My friend Cleo from middle school worked in the Municipal Market where her parents owned a stall. The market was in the middle of Sweet Auburn, the cradle of civil rights in Atlanta—home to Dr. King’s Ebenezer Baptist Church and the
Atlanta Daily World
, the city’s first black-owned newspaper. Before desegregation, black people couldn’t shop inside where the best selection could be found, and had to make purchases from curbside vendors. By 1979, it seemed only black folks ever shopped there, and only on the inside.
It was like a farmers’ market but better, because it had all the flavor of Atlanta wrapped inside of it in the form of food prepared from the soul, or soon to be, at home in someone’s kitchen. While the vendors sold you tender collards, fat garlicky pickles, or let you sample just a little taste of pulled pork, they’d talk to you as if they’d known you forever, even if you’d never been inside the place. And the regulars they
had
known forever, they’d remember to ask how a child was doing in school, or whether an elderly father was recovering all right from his stroke. People who didn’t go there that often complained about the smell, but that’s because they couldn’t sniff past the fish on ice to get to the good stuff—fresh melons and berries, home-style fried chicken, or fresh baked sweet potato pie.
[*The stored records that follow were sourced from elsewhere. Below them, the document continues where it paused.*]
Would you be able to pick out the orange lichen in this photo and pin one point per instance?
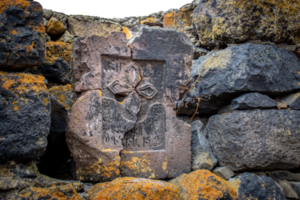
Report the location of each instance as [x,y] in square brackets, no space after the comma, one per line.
[63,94]
[56,192]
[134,188]
[202,184]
Since it was only two blocks from the hospital, I’d walk down there after my shift and try to pull Cleo away from her job
running the cash register so we could hang out somewhere downtown. Sometimes we’d window-shop the latest styles, visit Walter’s Clothing on Decatur Street for a new pair of Converse high-tops, or maybe check out the record store for new 45s. Almost always her father would let her go, but not before handing us whatever fruit was at peak season—a handful of strawberries when summer was just getting started, or blueberries about the time it seemed the days couldn’t get any hotter. (Bridgette was right—it was much too early for pecans.) Since it was on the waning side of August, he handed us a peach, sweeter than any you’d ever find in a grocery store. We walked toward Central City Park, talking about the things important only to thirteen-year-old girlfriends, trying to keep peach juice from running down our arms and staining our shirts.
“I can’t stay away too long,” Cleo said. “It’s our busy day and Daddy’ll need me back soon. You hanging out until your mother gets off work?”
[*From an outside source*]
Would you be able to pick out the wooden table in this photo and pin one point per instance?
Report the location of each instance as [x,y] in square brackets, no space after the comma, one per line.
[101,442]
“Nah, I catch the bus back home. Never sure what time she’ll get off work. I just figured we won’t see each other much after summer vacation ends.”
“Why do you want to go to that school way out in the middle of nowhere, anyway? Not like it’s the only Catholic high school in town. It isn’t even in town, for that matter.”
“It’s a good school,” I said, wishing immediately that I hadn’t.
“The school I’m going to is a good school, too.”
“I know. That’s not what I meant.” I pointed out a bench in the park, saying that the large shade tree it sat beneath would give us some relief from the sun, in hopes of changing the subject. She sat beside me but didn’t change the subject.
“You’re going to that white school like you think they want you there. They just want to make their quota.”
“There isn’t any quota.” I knew she wasn’t saying it to be hurtful, that she was still angry that I’d reneged on our deal to attend the same high school. Neither of us had been part of the popular crowd at school, though they tolerated us, like the football team put up with the mascot and the band, part of the team but not really. So Cleo and I mostly stuck together. After three years of being each other’s confidantes, having each other’s back in an afterschool fight, sharing the angst of our secret and unrequited crushes, it was hard to imagine not seeing each other every day. But I told myself there would be weekends and summers.